The LHS can be quickly computed

\[\mathcal{L}_1 \mathcal{P}_0 = \frac{\phi_1 \mu}{\tau D^2} \Big( \frac{\mu \kappa}{D} ( 1 - \cos 4 \theta ) \phi_1 - 4 \kappa \cos 2 \theta \Big) \mathcal{P}_0 \equiv ( a_0 + a_2 \cos 2 \theta + a_4 \cos 4 \theta )\mathcal{P}_0 \\ \text{where} \\ \mathcal{L}_1 f = \frac{\mu}{\tau D^2} \partial_{\theta} \Big( \partial_{\theta} \phi f \Big)\]

We can then expand the first order correction to the distribution as a fourier series \(\mathcal{P}_1 = \rho^{\epsilon}/(2 \pi) + \pi^{-1} \sum m_n^{\epsilon} \cos (n \theta )\). We can then compare the coefficients

\[\partial_x \Big( \partial_x m^{\epsilon}_n + \frac{1}{T} \partial_x \phi_1 \big[ m^{\epsilon}_n + \frac{\kappa}{2} ( m^{\epsilon}_{n+2} + m^{\epsilon}_{n-2} ) \big] \Big) - \frac{n^2}{\tau D} + \frac{2 n \kappa}{\tau D T} \phi_1 (m^{\epsilon}_{n+2} - m^{\epsilon}_{n-2}) \Big) \\ = a_0 m_n + \frac{a_2}{2} ( m_{n-2} + m_{n+2} ) + \frac{a_4}{2} ( m_{n-4} + m_{n+4} ) \tag{3} \label{eqn:moments}\]

We wish to calculate the particle number

\[\begin{equation} \begin{aligned} \mathcal{N}_w &= 2 \int_{x_w}^{\infty} ( \rho_0(x) + \epsilon \rho_1(x) ) dx \\ &= \mathcal{N}_w^{(0)} + 2 \epsilon \int^{\infty}_{x_w} \rho_1 dx \\ \end{aligned} \end{equation}\]

Using Eq \ref{eqn:moments} with \(n = 0\) gives

\[2 \pi \frac{\phi_1^2 \mu^2 \kappa }{\tau D^3} = \partial_x \Big( \frac{\mu}{D} \partial_x \phi_1 ( \kappa a_2 + \rho_1 ) + \partial_x \rho_1 \Big)\]
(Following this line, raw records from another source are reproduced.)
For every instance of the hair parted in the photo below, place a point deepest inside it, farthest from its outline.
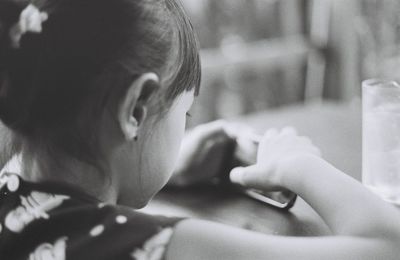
(56, 85)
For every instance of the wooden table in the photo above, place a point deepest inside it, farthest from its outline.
(335, 128)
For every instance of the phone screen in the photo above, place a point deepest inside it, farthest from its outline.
(246, 154)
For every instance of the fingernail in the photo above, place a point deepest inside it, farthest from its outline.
(236, 176)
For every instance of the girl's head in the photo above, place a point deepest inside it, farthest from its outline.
(102, 83)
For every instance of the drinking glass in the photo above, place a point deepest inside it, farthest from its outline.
(381, 138)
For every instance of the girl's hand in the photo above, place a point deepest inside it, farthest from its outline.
(204, 153)
(279, 154)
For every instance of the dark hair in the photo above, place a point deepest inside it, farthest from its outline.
(57, 84)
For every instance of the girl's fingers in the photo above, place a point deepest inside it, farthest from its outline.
(251, 176)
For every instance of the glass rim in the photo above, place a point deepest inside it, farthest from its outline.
(380, 83)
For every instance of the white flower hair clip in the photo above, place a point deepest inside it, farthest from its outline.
(30, 20)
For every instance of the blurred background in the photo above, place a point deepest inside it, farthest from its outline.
(260, 55)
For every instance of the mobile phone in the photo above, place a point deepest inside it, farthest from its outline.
(245, 153)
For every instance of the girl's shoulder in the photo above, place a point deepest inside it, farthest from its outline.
(38, 223)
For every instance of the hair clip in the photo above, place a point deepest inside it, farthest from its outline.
(30, 20)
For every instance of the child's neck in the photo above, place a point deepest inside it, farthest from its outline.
(71, 172)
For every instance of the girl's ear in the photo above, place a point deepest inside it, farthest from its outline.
(133, 107)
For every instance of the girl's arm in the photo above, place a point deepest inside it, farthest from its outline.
(364, 226)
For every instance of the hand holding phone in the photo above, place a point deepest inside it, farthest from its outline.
(264, 175)
(245, 154)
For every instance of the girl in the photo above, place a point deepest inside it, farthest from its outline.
(94, 95)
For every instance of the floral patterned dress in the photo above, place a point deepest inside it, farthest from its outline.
(49, 221)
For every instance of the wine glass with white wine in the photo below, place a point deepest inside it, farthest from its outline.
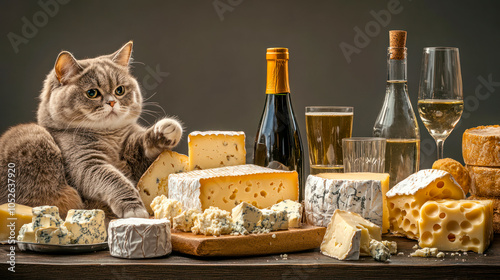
(440, 98)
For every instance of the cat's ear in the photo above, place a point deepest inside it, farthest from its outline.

Weak Addtitive Form $$ \phi = \phi_1(x) + \phi_2(\theta) [ H(-x) + H(x - x_w) ] $$

Called “weak addtive” because, in a sense, this is one of the weakest couplings as there is no functional dependenc on the \(x\) for the \(\phi_2\) apart from ht Heaviside. This is essentially the form initially investigated, ave for the boundary impulse term. For specificity, take

\[\phi_1 = \lambda\Big[ x^2 H(-x) + (x - x_w)^2 H(x - x_w) \Big] \quad \phi_2 = \lambda \kappa \cos 2 \theta\]

General Mixed Form $$ \phi = \phi(x, \theta)$$

I’m not sure much can be said about this case which hasn’t been said already. In general will be the hardest to solve for. In this specific case let us use

\[\phi = \lambda \Bigg( \Big[ (x - x_w)^2 + (x - x_w) (\kappa \cos 2 \theta + 1) \Big] H(x - x_w) + \Big[ x^2 + x (\kappa \cos 2 \theta + 1) \Big] H(-x)\]

I’m not sure much can be done with this case directly.